Gin herzustellen, ist ja im Grunde ziemlich einfach: Man nimmt einen neutralen Industrie-Alkohol, aromatisiert ihn mit Wacholderbeeren und beliebigen anderen Geschmacksträgern, den sogenannten Botanicals. Dann verdünnt man das Ganze mit Wasser und destilliert aufs Neue. Schon hält man einen Gin in Händen. Aber so wie Mineralwasser nicht gleich Mineralwasser ist, ist auch Gin nicht gleich Gin. Er muss schon gut sein und, um erfolgreich zu sein, einen kreativen Namen und gelungenen Markenauftritt hinlegen.

Roman Fuchs und Andreas Bauer ist die Übung gelungen. Die Idee zu ihrem „Fuxbau“-Gin kam den beiden Freunden bei einem gemeinsamen Städtetrip in Berlin. Erste Versuche mit einem Rotationsverdampfer verliefen erfolgversprechend, mehrere Jahre wurde an der perfekten Rezeptur getüftelt. Heute wird im 20-Liter-Kupferkessel einer 25 Quadratmeter kleinen Brennerei im oststeirischen Hügelland in sehr geringen Mengen produziert. Mazeriert wird auf vier unterschiedlichen Essenzen. Im vielschichtigen Geschmack dominieren Vogelbeere, Fichtenwipferl und Zirbenzapfen.

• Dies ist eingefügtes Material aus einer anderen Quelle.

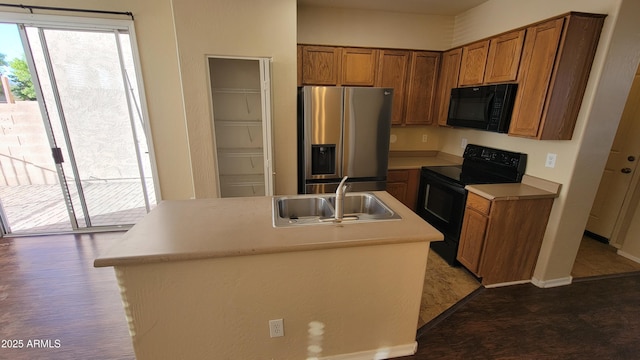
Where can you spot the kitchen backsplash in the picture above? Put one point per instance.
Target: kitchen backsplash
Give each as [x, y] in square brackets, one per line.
[411, 138]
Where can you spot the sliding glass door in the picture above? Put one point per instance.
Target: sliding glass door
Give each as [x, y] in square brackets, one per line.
[86, 88]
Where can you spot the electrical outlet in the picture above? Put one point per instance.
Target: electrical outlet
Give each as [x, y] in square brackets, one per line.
[551, 160]
[276, 328]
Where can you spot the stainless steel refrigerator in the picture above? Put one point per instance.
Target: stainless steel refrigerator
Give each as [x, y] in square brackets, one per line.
[343, 131]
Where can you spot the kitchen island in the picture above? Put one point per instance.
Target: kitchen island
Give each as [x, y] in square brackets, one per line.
[202, 278]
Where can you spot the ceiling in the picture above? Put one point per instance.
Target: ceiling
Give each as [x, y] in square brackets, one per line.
[432, 7]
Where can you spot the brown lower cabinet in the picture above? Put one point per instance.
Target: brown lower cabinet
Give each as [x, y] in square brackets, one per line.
[501, 238]
[403, 185]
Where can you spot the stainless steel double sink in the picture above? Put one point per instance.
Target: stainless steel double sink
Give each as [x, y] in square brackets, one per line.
[316, 209]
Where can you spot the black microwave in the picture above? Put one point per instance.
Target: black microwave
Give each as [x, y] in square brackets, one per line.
[486, 107]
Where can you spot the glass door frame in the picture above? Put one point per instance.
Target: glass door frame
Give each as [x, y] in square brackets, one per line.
[73, 23]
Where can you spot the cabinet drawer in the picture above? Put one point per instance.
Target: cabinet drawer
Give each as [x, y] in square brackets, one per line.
[478, 203]
[397, 175]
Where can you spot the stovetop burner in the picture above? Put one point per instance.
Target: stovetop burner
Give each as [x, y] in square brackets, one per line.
[484, 165]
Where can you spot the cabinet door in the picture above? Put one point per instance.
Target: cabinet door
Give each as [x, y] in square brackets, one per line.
[538, 57]
[392, 72]
[320, 65]
[474, 60]
[359, 66]
[422, 87]
[474, 227]
[504, 57]
[449, 71]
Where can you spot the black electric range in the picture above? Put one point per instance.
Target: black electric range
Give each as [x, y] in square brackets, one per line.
[442, 197]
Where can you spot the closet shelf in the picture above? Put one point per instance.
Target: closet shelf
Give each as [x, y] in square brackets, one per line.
[231, 122]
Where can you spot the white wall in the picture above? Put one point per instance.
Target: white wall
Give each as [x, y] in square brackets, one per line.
[368, 28]
[582, 159]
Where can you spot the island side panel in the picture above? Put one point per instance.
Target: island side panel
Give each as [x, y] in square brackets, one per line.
[368, 299]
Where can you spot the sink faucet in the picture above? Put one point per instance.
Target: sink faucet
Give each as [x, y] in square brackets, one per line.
[340, 191]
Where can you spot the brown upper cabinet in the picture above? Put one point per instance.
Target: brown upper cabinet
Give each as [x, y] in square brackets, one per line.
[553, 75]
[504, 57]
[474, 61]
[449, 70]
[421, 87]
[320, 65]
[393, 67]
[359, 66]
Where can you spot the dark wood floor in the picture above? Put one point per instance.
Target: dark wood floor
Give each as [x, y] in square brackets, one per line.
[49, 290]
[589, 319]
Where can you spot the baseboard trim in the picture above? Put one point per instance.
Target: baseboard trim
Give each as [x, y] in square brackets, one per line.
[628, 256]
[382, 353]
[552, 283]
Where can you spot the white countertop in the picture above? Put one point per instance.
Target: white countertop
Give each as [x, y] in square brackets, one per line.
[210, 228]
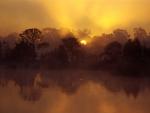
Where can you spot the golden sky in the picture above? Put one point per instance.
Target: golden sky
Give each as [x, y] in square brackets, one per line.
[97, 15]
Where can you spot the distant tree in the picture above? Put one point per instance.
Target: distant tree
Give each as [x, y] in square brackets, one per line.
[72, 47]
[23, 52]
[121, 35]
[133, 49]
[31, 35]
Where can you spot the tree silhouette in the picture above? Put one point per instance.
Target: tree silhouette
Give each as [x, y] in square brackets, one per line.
[72, 47]
[31, 35]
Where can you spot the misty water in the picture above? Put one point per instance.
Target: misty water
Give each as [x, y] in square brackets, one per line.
[72, 91]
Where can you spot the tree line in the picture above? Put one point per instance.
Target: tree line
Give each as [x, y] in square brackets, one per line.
[53, 48]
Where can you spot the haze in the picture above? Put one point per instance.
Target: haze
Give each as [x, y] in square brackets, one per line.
[97, 15]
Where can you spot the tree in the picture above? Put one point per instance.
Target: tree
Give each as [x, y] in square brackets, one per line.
[72, 47]
[133, 49]
[31, 35]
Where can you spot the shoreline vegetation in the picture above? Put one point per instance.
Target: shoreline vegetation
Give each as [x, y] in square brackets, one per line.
[55, 49]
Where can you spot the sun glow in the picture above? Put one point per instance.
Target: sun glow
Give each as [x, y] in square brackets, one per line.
[83, 42]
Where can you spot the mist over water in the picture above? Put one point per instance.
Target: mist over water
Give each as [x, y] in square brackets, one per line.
[69, 91]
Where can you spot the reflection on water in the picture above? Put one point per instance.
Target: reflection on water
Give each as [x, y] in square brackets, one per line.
[26, 91]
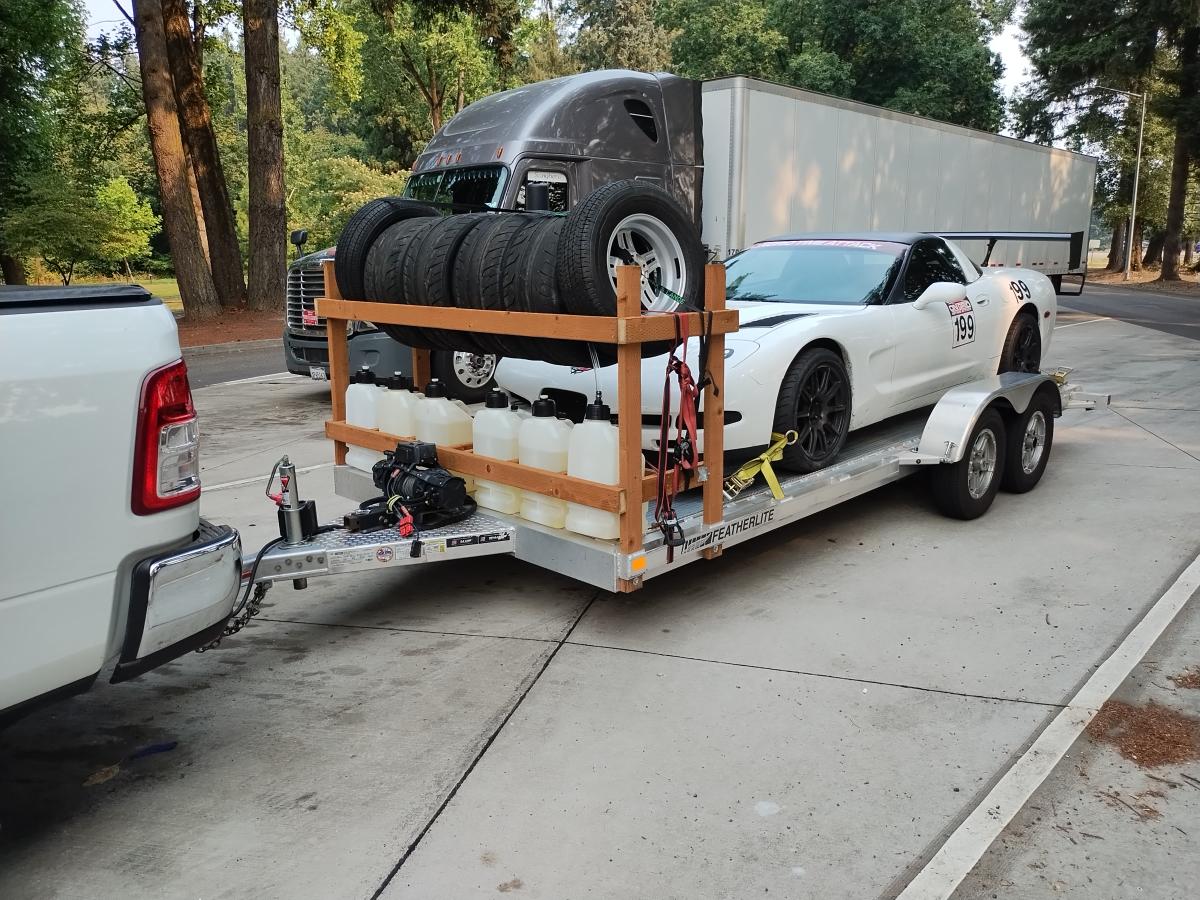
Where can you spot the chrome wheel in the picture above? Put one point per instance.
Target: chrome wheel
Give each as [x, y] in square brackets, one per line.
[647, 241]
[473, 370]
[982, 463]
[1033, 442]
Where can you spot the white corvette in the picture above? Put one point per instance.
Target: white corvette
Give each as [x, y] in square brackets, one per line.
[838, 333]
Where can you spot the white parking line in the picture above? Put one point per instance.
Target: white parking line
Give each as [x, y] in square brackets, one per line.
[1086, 322]
[239, 483]
[967, 844]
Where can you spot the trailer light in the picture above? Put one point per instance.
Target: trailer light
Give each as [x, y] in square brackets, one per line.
[166, 457]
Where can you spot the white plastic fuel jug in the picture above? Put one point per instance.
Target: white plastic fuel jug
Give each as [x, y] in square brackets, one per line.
[495, 435]
[361, 401]
[396, 407]
[443, 421]
[543, 442]
[594, 454]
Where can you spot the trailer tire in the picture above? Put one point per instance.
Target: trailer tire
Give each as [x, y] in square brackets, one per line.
[1023, 346]
[639, 223]
[1027, 451]
[966, 489]
[384, 273]
[360, 233]
[814, 401]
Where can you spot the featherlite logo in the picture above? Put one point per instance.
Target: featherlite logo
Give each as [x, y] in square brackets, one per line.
[727, 531]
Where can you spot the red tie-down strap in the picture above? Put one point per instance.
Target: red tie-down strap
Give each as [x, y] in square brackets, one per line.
[677, 463]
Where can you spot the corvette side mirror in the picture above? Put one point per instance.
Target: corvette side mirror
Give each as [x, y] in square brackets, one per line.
[941, 292]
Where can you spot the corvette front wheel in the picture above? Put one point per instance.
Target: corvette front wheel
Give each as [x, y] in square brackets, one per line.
[814, 401]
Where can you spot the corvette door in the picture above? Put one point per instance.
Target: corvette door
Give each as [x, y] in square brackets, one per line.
[936, 346]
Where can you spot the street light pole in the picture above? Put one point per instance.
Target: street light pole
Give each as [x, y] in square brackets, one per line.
[1137, 174]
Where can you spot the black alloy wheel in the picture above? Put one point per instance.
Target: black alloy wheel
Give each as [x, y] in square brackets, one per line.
[814, 401]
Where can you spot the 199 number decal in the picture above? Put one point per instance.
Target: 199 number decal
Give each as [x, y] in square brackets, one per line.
[964, 329]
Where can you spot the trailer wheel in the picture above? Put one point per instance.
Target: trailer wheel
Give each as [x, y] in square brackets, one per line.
[966, 489]
[629, 222]
[359, 235]
[814, 401]
[1030, 438]
[1023, 346]
[467, 376]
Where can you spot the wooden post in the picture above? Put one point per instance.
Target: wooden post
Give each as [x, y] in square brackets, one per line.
[714, 400]
[629, 412]
[421, 371]
[339, 360]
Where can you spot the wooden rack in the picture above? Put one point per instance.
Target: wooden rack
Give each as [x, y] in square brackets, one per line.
[628, 329]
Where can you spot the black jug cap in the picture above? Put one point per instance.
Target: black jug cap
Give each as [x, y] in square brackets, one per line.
[598, 412]
[544, 407]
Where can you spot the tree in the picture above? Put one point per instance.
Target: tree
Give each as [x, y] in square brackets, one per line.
[67, 225]
[264, 127]
[621, 34]
[184, 45]
[37, 39]
[192, 273]
[1079, 45]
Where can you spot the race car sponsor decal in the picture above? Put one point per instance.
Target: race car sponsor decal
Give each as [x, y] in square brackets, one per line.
[727, 531]
[961, 322]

Gin | Foto: Jimmy Lunghammer

Was ernst aussieht, hat auch Spaß gemacht. Von links: Werner Krauss (Destillerie Krauss), Andreas Bauer (Fuxbau), Stefan Liebmann (YinGin), Sarina und Hansi Schneeberger (Schneeberger Gin) sowie Martin Krahuletz (1404). Foto: Jimmy Lunghammer

Zitrusnoten findet man keine. Die braucht es aber auch nicht, weil die Nase ohnehin ausreichend mit den ausgeprägten Waldaromen beschäftigt ist. 100 Prozent natürliche Zutaten, die Roman und Andreas maximal mit einer eingelegten Vogelbeere als Eyecatcher servieren würden. „Spirituosen trinke ich grundsätzlich pur. Sobald man Getränke wie Gin-Tonic mit Gurkenscheiben garniert, schmeckt das Ganze bloß noch nach Gurke“, unterstreicht Hansi Schneeberger, Sohn von Winzer Johann Schneeberger, seine Liebe zum Purismus. „Ich mag gern die klassischen Gins mit viel Wacholder, die nicht so schmecken als wäre das Tonic schon drinnen.“

Sensorisch von Kindesbeinen an geschult, fängt Hansi die Aromen des Landstrichs ein, der ihn beheimatet. Der Dry Gin reift bei Hansi für 18 Monate in sorgfältig ausgewählten Eichenfässern aus französischer Produktion. Dadurch bilden sich neue Aromen wie Vanille, ein wenig Karamell und Bratapfel. Das kommt daher, dass die Fässer bei Schneeberger zuerst für den Apfelbrand eingesetzt wurden. Verknüpft man Hansis Herkunft mit seinem Destillat, rückt die Essenz aus Luft, Bäumen und dem Wasser Kitz­ecks in den Blickpunkt und wenn man die Augen schließt, erkennt der Gaumen neben getrockneten Heidelbeeren und Sternanis auch einen Hauch Lavendel, der bei den Schneebergers direkt vor der Tür wächst.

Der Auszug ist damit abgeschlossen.